There was a gay man in this book, a first for the series as I recall. And I knew he was gay before he even made an appearance – they were looking for a medium and realised he had a day job as a florist. At which point I thought “male florist… oh, please no” but yes, of COURSE he was gay. It’s a union rule, florists, hairdressers and fashion designers must be gay.

He then proceeded to flirt with bones, Spade, Ian and every and all males who came within reach. From the very first moment he met them, heavy flirting began. It was like a greeting with him. Because you know, “hello” is so last year when you can go for heavy handed come ons, right? And he even preferred to be left alone with a hot vampire who may not defend him from a rampaging, murderous spectre than be “cockblocked” by having someone else there.

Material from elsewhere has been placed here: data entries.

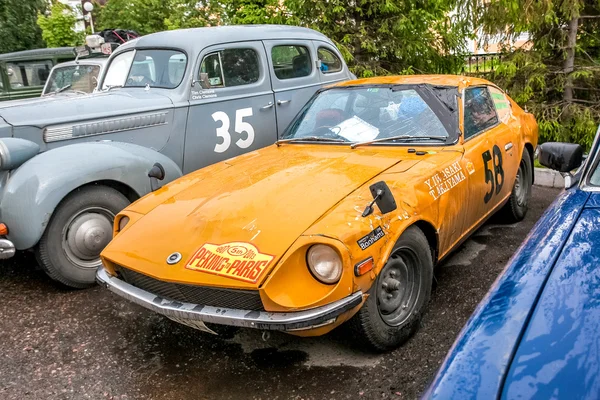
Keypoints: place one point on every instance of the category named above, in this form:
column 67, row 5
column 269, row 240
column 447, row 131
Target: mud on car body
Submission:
column 182, row 99
column 342, row 219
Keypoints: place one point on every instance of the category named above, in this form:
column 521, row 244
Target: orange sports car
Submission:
column 342, row 220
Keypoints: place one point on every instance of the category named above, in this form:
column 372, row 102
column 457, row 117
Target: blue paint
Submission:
column 480, row 358
column 559, row 355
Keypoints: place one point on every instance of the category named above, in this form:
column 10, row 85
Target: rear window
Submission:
column 291, row 61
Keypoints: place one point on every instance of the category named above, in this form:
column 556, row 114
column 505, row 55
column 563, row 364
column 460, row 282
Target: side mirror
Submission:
column 562, row 157
column 383, row 197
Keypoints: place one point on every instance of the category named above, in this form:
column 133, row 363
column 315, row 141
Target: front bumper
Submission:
column 277, row 321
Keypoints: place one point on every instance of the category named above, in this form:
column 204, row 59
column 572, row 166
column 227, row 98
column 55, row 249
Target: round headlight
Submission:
column 123, row 222
column 324, row 263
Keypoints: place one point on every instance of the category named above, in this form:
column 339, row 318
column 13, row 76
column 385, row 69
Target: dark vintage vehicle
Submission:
column 169, row 103
column 535, row 334
column 23, row 74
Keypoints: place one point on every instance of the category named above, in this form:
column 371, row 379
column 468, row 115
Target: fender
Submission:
column 35, row 189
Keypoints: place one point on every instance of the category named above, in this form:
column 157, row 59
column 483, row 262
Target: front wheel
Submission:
column 518, row 203
column 399, row 296
column 80, row 228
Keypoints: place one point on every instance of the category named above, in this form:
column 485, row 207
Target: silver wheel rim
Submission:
column 399, row 287
column 86, row 234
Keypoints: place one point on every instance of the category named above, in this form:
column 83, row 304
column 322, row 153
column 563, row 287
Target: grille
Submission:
column 206, row 296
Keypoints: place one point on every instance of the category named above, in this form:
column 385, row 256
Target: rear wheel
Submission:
column 80, row 228
column 518, row 202
column 399, row 297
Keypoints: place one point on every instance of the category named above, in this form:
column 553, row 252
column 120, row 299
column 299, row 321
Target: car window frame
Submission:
column 482, row 131
column 135, row 50
column 322, row 45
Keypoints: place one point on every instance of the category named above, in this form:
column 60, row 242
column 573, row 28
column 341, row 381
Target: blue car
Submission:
column 537, row 332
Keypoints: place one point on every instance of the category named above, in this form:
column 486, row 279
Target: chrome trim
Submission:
column 7, row 249
column 103, row 126
column 277, row 321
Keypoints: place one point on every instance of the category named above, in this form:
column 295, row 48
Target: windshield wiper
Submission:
column 400, row 137
column 109, row 87
column 309, row 139
column 62, row 89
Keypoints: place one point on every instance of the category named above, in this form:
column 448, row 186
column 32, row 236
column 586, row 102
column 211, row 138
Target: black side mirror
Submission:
column 156, row 173
column 562, row 157
column 382, row 195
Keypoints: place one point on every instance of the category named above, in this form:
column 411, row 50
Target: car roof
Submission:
column 84, row 61
column 193, row 40
column 441, row 80
column 37, row 53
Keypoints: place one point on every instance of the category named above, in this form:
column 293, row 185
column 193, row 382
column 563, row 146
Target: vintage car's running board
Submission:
column 278, row 321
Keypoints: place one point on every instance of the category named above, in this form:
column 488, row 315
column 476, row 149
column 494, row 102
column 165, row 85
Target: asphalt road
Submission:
column 63, row 344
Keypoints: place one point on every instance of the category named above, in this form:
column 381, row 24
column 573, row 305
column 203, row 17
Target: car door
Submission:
column 483, row 157
column 231, row 105
column 294, row 76
column 331, row 67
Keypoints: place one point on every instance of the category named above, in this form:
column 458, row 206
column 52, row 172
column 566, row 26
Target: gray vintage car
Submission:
column 169, row 103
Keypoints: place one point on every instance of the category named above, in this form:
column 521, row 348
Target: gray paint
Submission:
column 177, row 127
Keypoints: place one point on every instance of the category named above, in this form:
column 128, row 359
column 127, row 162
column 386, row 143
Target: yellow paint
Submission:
column 278, row 201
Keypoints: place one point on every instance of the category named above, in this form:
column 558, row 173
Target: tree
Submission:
column 558, row 78
column 18, row 27
column 58, row 28
column 379, row 37
column 143, row 16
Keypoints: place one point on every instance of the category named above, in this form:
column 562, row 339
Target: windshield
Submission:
column 78, row 78
column 138, row 68
column 371, row 113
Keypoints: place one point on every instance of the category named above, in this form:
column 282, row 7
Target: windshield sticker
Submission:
column 367, row 241
column 356, row 129
column 236, row 260
column 445, row 180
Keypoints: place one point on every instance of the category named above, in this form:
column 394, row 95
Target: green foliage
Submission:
column 379, row 37
column 58, row 27
column 18, row 27
column 143, row 16
column 538, row 78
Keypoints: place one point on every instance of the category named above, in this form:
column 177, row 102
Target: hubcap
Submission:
column 398, row 287
column 86, row 235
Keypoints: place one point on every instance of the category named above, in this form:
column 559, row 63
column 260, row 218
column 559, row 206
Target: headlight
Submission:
column 123, row 222
column 324, row 263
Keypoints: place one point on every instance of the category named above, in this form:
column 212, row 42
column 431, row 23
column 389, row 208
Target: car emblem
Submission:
column 174, row 258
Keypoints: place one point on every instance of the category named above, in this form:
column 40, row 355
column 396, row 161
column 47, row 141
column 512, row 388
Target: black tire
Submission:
column 518, row 203
column 85, row 214
column 379, row 326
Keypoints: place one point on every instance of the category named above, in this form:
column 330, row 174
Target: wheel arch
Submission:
column 34, row 190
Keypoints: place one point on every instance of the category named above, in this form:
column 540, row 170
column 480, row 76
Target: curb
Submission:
column 548, row 178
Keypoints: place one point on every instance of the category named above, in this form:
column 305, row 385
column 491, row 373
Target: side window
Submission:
column 28, row 73
column 228, row 68
column 291, row 61
column 503, row 107
column 480, row 112
column 330, row 62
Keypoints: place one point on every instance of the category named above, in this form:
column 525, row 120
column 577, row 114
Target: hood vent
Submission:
column 103, row 126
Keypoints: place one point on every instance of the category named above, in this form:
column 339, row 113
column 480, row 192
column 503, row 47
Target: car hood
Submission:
column 266, row 198
column 558, row 356
column 50, row 110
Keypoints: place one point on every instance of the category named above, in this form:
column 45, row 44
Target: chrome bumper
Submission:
column 7, row 249
column 277, row 321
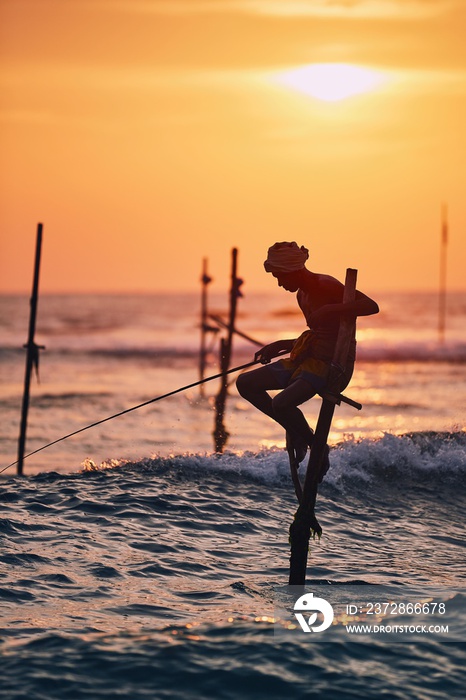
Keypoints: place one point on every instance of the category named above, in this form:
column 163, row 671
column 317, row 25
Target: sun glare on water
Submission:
column 332, row 82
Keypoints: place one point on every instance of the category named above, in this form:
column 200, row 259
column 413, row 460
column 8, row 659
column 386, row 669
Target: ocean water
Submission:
column 136, row 562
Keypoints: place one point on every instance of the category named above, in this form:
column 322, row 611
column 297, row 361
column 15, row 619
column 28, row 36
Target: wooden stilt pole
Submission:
column 220, row 433
column 32, row 357
column 205, row 281
column 305, row 520
column 443, row 276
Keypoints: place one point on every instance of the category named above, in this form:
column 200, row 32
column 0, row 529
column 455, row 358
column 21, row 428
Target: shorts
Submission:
column 286, row 372
column 311, row 370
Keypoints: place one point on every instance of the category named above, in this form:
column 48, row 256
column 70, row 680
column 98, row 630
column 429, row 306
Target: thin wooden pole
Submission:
column 443, row 275
column 305, row 520
column 220, row 432
column 205, row 281
column 32, row 357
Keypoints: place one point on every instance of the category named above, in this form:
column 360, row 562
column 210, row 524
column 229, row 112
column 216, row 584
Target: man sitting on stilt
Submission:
column 304, row 373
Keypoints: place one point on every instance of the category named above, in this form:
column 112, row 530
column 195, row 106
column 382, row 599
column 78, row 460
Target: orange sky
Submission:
column 147, row 134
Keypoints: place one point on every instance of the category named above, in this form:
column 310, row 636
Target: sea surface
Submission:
column 138, row 563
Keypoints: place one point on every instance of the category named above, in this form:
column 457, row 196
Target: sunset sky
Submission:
column 148, row 134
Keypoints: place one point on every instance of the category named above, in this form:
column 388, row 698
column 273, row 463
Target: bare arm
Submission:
column 361, row 306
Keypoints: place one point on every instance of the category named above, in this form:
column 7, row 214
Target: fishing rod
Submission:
column 134, row 408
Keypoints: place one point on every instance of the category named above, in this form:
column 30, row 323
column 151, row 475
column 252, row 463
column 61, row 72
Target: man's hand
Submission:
column 268, row 352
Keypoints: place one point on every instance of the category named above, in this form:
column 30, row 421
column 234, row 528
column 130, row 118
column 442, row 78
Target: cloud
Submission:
column 343, row 9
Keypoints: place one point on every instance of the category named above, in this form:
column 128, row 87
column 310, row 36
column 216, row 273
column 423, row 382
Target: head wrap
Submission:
column 286, row 257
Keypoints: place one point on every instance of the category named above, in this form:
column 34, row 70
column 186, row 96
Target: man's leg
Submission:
column 253, row 386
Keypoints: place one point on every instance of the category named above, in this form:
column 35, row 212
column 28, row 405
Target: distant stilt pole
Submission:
column 220, row 432
column 443, row 276
column 32, row 357
column 205, row 281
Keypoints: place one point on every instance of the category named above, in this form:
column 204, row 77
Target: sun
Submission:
column 332, row 82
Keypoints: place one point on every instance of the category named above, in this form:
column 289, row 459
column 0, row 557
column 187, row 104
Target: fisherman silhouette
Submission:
column 305, row 372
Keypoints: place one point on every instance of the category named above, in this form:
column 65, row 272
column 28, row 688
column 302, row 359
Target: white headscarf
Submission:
column 286, row 257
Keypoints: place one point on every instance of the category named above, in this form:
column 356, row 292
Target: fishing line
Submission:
column 134, row 408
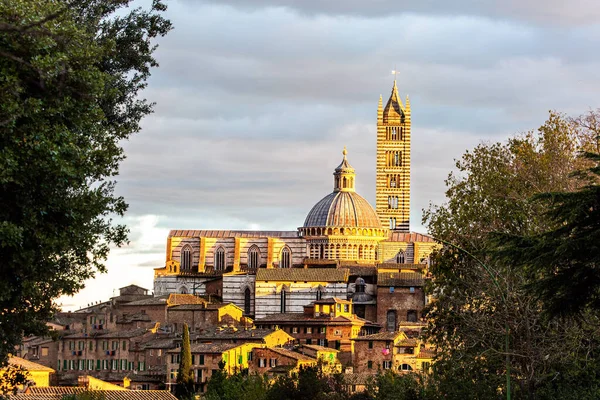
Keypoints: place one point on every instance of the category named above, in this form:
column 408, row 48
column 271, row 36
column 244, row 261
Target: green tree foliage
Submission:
column 564, row 260
column 393, row 386
column 491, row 192
column 71, row 73
column 11, row 378
column 240, row 385
column 184, row 388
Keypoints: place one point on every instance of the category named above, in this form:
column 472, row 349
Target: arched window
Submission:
column 286, row 258
column 283, row 301
column 400, row 257
column 391, row 321
column 253, row 258
column 220, row 259
column 186, row 258
column 319, row 293
column 411, row 315
column 247, row 309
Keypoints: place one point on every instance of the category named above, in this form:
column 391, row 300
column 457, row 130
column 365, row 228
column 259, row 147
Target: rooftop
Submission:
column 28, row 365
column 58, row 393
column 292, row 354
column 302, row 274
column 413, row 279
column 212, row 347
column 385, row 336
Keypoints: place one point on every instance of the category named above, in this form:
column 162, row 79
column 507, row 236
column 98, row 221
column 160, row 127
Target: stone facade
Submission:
column 202, row 316
column 393, row 163
column 278, row 361
column 257, row 270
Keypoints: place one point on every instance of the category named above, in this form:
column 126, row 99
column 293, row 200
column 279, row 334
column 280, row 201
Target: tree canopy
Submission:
column 184, row 388
column 71, row 73
column 491, row 192
column 564, row 259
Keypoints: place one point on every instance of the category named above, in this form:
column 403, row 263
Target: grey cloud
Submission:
column 539, row 11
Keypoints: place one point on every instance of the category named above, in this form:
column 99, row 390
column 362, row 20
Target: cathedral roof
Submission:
column 211, row 233
column 302, row 274
column 343, row 207
column 393, row 111
column 347, row 209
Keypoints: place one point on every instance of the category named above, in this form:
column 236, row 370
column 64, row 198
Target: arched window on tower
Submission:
column 391, row 321
column 253, row 257
column 283, row 301
column 400, row 257
column 186, row 258
column 247, row 297
column 220, row 259
column 286, row 258
column 320, row 291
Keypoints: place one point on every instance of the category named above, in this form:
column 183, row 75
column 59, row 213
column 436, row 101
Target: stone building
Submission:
column 278, row 361
column 343, row 241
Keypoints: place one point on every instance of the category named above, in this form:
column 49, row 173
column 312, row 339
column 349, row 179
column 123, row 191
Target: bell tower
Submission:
column 392, row 184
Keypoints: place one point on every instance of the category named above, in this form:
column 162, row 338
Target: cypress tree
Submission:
column 185, row 376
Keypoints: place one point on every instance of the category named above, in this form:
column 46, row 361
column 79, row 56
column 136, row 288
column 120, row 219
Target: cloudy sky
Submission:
column 257, row 98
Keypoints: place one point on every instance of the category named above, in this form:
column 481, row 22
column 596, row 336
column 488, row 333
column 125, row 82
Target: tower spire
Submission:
column 393, row 162
column 344, row 175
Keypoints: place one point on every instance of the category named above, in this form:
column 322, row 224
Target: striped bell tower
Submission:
column 392, row 185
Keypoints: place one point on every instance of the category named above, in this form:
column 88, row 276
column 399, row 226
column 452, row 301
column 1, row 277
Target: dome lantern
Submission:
column 344, row 175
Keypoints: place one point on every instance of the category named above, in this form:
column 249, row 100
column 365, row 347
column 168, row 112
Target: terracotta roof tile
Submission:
column 302, row 274
column 400, row 279
column 381, row 336
column 28, row 365
column 212, row 347
column 58, row 392
column 292, row 354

And just in case you forgot he was also black, he intermittently refers to cat as “white girl” or to her “white ass” just to remind us. Other than that he’s just snatched out of whatever life he was leaving (which he leaves behind for weeks without a second thought) to follow them around and provide the odd quip. It’s like having a pet

Y’know, it’d be nice to have some inclusion that didn’t make me roll my eyes, it really would.

This book has some interesting elements in that some of the things in it that annoyed me are probably intentional from a thematic viewpoint. So I don’t know whether to praise them for being effective or still be vaguely irritated by them.